What we know about B. 1.1.529, the new variant of COVID that causes countries to establish immediate border restrictions

South African health officials have identified a new variant of the coronavirus following an increase in COVID-19 cases in Gauteng, South Africa.

For weeks, the country registered about 200 new cases a day, but on Thursday, the number of new cases suddenly skyrocketed to 2,465. An estimated 90 percent of the 1,000 new cases detected through PCR testing on Wednesday in Gauteng were caused by the new variant, according to Tulio de Oliveira, director of the Center for Epidemic Response and Innovation in South Africa.

The new variant is called B. 1.1.529 and will likely be called Nu, the next available letter in the Greek alphabet naming system for coronavirus variants.

Very little is known about the new variant, but the World Health Organization (WHO) has moved quickly to hold an emergency session in Geneva to discuss the new variant.

Should we worry about the new variant?

There are less than 100 whole genome sequences available, a research tool used to reveal the complete composition of an organism’s DNA that helps scientists better understand disease and illness. The WHO commended South Africa for quickly reporting on the discovery of the new variant.

Scientists know that the new variant is genetically different from previous variants, including the Beta and Delta variants, but they don’t know if these genetic changes make it more transmissible or dangerous.

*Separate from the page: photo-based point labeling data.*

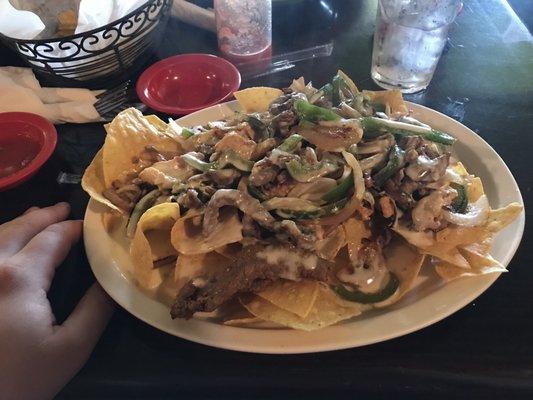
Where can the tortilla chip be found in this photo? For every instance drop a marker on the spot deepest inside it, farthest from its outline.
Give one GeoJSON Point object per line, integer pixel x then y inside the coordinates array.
{"type": "Point", "coordinates": [327, 310]}
{"type": "Point", "coordinates": [405, 262]}
{"type": "Point", "coordinates": [417, 239]}
{"type": "Point", "coordinates": [127, 136]}
{"type": "Point", "coordinates": [247, 322]}
{"type": "Point", "coordinates": [160, 217]}
{"type": "Point", "coordinates": [111, 221]}
{"type": "Point", "coordinates": [355, 231]}
{"type": "Point", "coordinates": [329, 247]}
{"type": "Point", "coordinates": [391, 99]}
{"type": "Point", "coordinates": [187, 236]}
{"type": "Point", "coordinates": [159, 124]}
{"type": "Point", "coordinates": [93, 181]}
{"type": "Point", "coordinates": [450, 272]}
{"type": "Point", "coordinates": [500, 218]}
{"type": "Point", "coordinates": [474, 190]}
{"type": "Point", "coordinates": [257, 99]}
{"type": "Point", "coordinates": [296, 297]}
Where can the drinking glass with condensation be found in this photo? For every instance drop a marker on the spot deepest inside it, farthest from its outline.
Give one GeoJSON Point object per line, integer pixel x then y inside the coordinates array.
{"type": "Point", "coordinates": [244, 29]}
{"type": "Point", "coordinates": [408, 42]}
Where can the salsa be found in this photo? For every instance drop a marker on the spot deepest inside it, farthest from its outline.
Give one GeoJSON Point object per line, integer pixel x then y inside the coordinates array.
{"type": "Point", "coordinates": [16, 153]}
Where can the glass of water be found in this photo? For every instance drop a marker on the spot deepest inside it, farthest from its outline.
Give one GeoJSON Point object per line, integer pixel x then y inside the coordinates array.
{"type": "Point", "coordinates": [408, 41]}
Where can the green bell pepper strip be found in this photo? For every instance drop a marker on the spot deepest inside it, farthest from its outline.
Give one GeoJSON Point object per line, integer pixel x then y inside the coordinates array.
{"type": "Point", "coordinates": [339, 85]}
{"type": "Point", "coordinates": [460, 203]}
{"type": "Point", "coordinates": [255, 192]}
{"type": "Point", "coordinates": [228, 157]}
{"type": "Point", "coordinates": [297, 214]}
{"type": "Point", "coordinates": [340, 190]}
{"type": "Point", "coordinates": [396, 161]}
{"type": "Point", "coordinates": [140, 208]}
{"type": "Point", "coordinates": [196, 163]}
{"type": "Point", "coordinates": [366, 298]}
{"type": "Point", "coordinates": [334, 207]}
{"type": "Point", "coordinates": [306, 173]}
{"type": "Point", "coordinates": [290, 144]}
{"type": "Point", "coordinates": [374, 127]}
{"type": "Point", "coordinates": [259, 127]}
{"type": "Point", "coordinates": [231, 157]}
{"type": "Point", "coordinates": [325, 211]}
{"type": "Point", "coordinates": [187, 133]}
{"type": "Point", "coordinates": [309, 112]}
{"type": "Point", "coordinates": [336, 93]}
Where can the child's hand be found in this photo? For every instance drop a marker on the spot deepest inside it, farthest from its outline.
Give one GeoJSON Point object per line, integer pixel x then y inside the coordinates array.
{"type": "Point", "coordinates": [38, 357]}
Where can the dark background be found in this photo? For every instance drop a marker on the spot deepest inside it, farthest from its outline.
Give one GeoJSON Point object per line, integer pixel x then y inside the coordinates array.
{"type": "Point", "coordinates": [485, 80]}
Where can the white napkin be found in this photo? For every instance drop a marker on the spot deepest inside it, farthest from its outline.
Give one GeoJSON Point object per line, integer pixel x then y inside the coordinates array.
{"type": "Point", "coordinates": [22, 92]}
{"type": "Point", "coordinates": [20, 23]}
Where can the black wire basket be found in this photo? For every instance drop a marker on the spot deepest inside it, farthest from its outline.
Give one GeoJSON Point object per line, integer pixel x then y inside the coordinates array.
{"type": "Point", "coordinates": [100, 57]}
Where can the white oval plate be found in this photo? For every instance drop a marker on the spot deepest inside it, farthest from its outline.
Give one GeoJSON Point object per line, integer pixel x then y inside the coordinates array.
{"type": "Point", "coordinates": [428, 302]}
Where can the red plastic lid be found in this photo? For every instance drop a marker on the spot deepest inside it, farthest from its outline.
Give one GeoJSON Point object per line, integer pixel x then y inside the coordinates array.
{"type": "Point", "coordinates": [186, 83]}
{"type": "Point", "coordinates": [26, 142]}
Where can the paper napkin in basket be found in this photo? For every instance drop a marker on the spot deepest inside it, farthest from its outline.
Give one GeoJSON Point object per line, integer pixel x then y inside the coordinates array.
{"type": "Point", "coordinates": [22, 92]}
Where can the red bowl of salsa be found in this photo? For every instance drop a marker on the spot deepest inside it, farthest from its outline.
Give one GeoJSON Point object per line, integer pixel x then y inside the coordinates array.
{"type": "Point", "coordinates": [186, 83]}
{"type": "Point", "coordinates": [26, 142]}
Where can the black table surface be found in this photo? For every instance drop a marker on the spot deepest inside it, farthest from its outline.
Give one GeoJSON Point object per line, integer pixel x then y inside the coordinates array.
{"type": "Point", "coordinates": [485, 81]}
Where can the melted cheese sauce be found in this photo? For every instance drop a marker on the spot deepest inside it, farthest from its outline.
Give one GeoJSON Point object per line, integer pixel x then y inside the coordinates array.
{"type": "Point", "coordinates": [291, 259]}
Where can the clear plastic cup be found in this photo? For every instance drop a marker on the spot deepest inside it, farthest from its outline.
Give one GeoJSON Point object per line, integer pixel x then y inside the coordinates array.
{"type": "Point", "coordinates": [408, 42]}
{"type": "Point", "coordinates": [244, 29]}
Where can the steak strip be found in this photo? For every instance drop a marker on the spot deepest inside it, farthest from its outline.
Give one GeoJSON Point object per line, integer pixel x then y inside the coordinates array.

“We don’t know much about this yet. What we do know is that this variant has a large number of mutations. And the concern is that when you have so many mutations it can have an impact on how the virus behaves, “said Maria van Kerkhove, epidemiologist and WHO technical leader on COVID-19.

But it is something to keep in mind, the organization warns.

This particular variant has a large number of mutations and the concern is the impact it may have on the behavior of the virus. Health experts are particularly concerned about its impact on the diagnosis, treatment, and efficacy of current vaccines to combat the new variant.

The world health agency is reminding people that the more the virus circulates, the more capable it is to change and adapt.

WHO has assembled a team to monitor variant and will work to determine whether it should be classified as a variant of interest (VOI) or a variant of concern (VOC). If it is designated as VOI or VOC, only then will WHO give it a Greek name.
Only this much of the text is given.